Вероятно, такое понимание отвечает новым реальностям. Подтекст (что заметно уже в приведенных ранее суждениях Станиславского) из словесного ряда переводится в театральный дискурс и — что более существенно — приобретает тотальный характер.
Основоположники узурпировали подтекст у драматурга. XX век наследовал подтекст у основоположников.
Логика развития мировой драматургии (театр абсурда) и режиссерского театра приводит к тому, что понятие подтекста безмерно расширяется, включая в себя весь драматический текст.
Подтекст съедает текст. Текст становится поводом для тотального подтекста.
Режиссерский театр ХХ века, прежде всего — благодаря Чехову, получил возможность бесконечной игры архитектоническими формами, подмен, отражений и превращений. Но это открытие оказалось ящиком Пандоры.
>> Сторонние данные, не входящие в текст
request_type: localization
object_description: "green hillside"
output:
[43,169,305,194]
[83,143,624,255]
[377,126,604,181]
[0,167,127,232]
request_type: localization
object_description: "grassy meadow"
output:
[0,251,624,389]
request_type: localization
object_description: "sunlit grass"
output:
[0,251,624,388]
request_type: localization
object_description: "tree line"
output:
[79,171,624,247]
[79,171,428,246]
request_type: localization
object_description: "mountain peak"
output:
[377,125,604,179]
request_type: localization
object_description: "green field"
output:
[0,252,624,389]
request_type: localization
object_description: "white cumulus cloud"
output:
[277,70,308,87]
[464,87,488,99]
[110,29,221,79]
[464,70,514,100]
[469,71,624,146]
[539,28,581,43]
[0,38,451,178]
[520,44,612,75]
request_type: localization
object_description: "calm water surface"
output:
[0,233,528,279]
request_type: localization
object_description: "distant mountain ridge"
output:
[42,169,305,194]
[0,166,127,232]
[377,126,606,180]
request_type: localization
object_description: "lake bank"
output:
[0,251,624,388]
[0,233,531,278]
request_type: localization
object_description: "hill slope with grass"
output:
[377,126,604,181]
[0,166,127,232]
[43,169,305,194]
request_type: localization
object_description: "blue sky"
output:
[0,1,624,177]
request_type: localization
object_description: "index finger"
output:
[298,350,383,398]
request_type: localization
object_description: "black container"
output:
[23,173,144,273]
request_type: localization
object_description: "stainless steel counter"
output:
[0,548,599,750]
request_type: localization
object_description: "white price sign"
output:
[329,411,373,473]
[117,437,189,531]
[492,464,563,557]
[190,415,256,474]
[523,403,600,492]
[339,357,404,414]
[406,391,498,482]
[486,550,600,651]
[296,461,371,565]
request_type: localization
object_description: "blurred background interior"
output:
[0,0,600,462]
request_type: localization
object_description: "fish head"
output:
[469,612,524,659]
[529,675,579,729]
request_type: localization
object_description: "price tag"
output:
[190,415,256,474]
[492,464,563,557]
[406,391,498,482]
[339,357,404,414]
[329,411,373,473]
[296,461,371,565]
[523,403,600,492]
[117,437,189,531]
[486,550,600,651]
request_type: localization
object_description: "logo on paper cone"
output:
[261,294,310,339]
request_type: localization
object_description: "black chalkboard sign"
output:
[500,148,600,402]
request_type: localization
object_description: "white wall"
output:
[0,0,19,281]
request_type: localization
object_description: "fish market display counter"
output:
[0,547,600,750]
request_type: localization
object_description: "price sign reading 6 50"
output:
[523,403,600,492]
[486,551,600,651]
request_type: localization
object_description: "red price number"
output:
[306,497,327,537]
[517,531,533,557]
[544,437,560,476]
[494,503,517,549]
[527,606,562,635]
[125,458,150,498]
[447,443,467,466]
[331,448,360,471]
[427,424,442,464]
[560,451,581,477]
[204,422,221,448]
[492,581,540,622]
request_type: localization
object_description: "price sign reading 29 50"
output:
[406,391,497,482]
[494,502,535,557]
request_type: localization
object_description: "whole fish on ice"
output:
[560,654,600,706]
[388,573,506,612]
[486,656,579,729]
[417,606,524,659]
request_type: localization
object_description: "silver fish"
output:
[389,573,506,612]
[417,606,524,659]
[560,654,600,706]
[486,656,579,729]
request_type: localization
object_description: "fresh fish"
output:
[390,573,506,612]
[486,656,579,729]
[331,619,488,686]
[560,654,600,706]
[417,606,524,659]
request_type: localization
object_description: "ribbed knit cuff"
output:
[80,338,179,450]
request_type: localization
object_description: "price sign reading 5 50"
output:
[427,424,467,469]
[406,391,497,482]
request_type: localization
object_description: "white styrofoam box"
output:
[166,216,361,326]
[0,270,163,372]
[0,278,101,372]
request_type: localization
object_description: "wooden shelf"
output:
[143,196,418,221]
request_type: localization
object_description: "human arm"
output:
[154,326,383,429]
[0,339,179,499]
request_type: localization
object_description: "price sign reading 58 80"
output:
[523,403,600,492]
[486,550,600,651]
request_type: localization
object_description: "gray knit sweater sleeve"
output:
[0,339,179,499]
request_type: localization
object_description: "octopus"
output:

После Станиславского и, особенно, Мейерхольда стало возможно «ошинелить» «Женитьбу», превратить «Свадьбу» в «Пир во время чумы» и даже телефонную книгу поставить как «Гамлета», увидев в ней трагический подтекст.
Обратной стороной режиссерского своеволия оказывается упрощение, уравнивание смысла «Гамлета» или «Вишневого сада» с телефонной книгой.
Чеховская драматургия в подобных поисках остается по ту сторону обрыва (разрыва). Подтекст у Чехова не становится тотальным приемом, но знает свое место в художественной иерархии и иерархии бытия.
Закончим — по принципу композиционного кольца — предостережением трезвого и неподкупного эмпирика М. Л. Гаспарова, обращенным к «Интерпретаторам» и имеющим прямое отношение к проблеме подтекста: «Не спешите по ту сторону слов! несказанное есть часть сказанного, а не наоборот»[32].